Assessments prepared for Strathdee’s hearing by a psychiatrist and psychologist determined he is a dangerous psychopath who presents a high risk to re-offend violently and sexually.
‘He has no remorse’
Washenfelder argued society needs to be protected from him, especially since the mental health experts pointed out psychopaths do not respond well to treatment.
“He has no empathy. He has no remorse,” Washenfelder said. “He’s manipulative, callous, deceitful, hostile, grandiose, attention-seeking and irresponsible.”
The dangerous offender designation was sought by the Crown after Little convicted Strathdee of sexually assaulting a woman on March 11, 2015. At the time, he had been free on bail for four days.
Earlier this year, Strathdee was acquitted on a count of second-degree murder. The Crown is appealing that acquittal.
Strathdee is currently serving a separate six-year sentence for robbery and conspiracy to obstruct justice. He also faces sentencing next month on three unrelated counts of aggravated assault.
He has spent most of his adult life behind bars and has collected dozens of institutional charges for violence.
The Crown argued Strathdee has been unable to restrain his urges or violent behaviour in or out of jail, and that it could take years for him to prove he’s able to change.
“Public safety demands it,” Washenfelder argued. “The court needs more than a mere hope.”
‘He can be changed’
Defence lawyer Allan Fay asked the judge to reject the dangerous offender designation because he said that label would leave Strathdee without hope or motivation to change.
“He is not beyond redemption,” Fay argued. “He can be changed.”
The lawyer noted Strathdee’s most recent crime spree in 2015 was fueled by a crystal meth addiction.

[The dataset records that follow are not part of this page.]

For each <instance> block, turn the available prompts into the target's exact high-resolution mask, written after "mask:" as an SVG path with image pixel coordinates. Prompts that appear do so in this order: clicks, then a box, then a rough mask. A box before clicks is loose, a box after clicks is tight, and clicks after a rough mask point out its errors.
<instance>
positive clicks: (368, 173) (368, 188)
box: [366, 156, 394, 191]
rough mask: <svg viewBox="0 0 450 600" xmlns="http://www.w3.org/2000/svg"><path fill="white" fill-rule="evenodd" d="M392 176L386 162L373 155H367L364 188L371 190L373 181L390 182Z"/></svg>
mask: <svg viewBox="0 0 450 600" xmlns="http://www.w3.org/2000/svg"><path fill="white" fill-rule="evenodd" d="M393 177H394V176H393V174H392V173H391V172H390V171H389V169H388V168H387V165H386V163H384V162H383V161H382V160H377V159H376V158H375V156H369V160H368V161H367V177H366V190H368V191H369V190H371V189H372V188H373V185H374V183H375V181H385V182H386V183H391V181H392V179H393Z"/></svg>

He also pointed out that his client was transferred to a medium-security prison from maximum security and has been able to curtail or cut out his use of drugs and alcohol “of late” behind bars.
“For the first time in a long time, he’s been able to control his impulses,” Fay said. “He’s walking the walk.”
Fay asked the judge to impose a fixed sentence for the sex assault conviction, to be followed by a 10-year community supervision order.
:With the progress we’ve seen from him of late, that should give the court some comfort with the idea that this is an individual who can be salvaged, who can be controlled in the community,” Fay said.
“The best way to get him to that point is a determinate sentence and a long term supervision order.”
Little reserved his decision, but said he hopes to have a written decision ready before the case returns to court in January.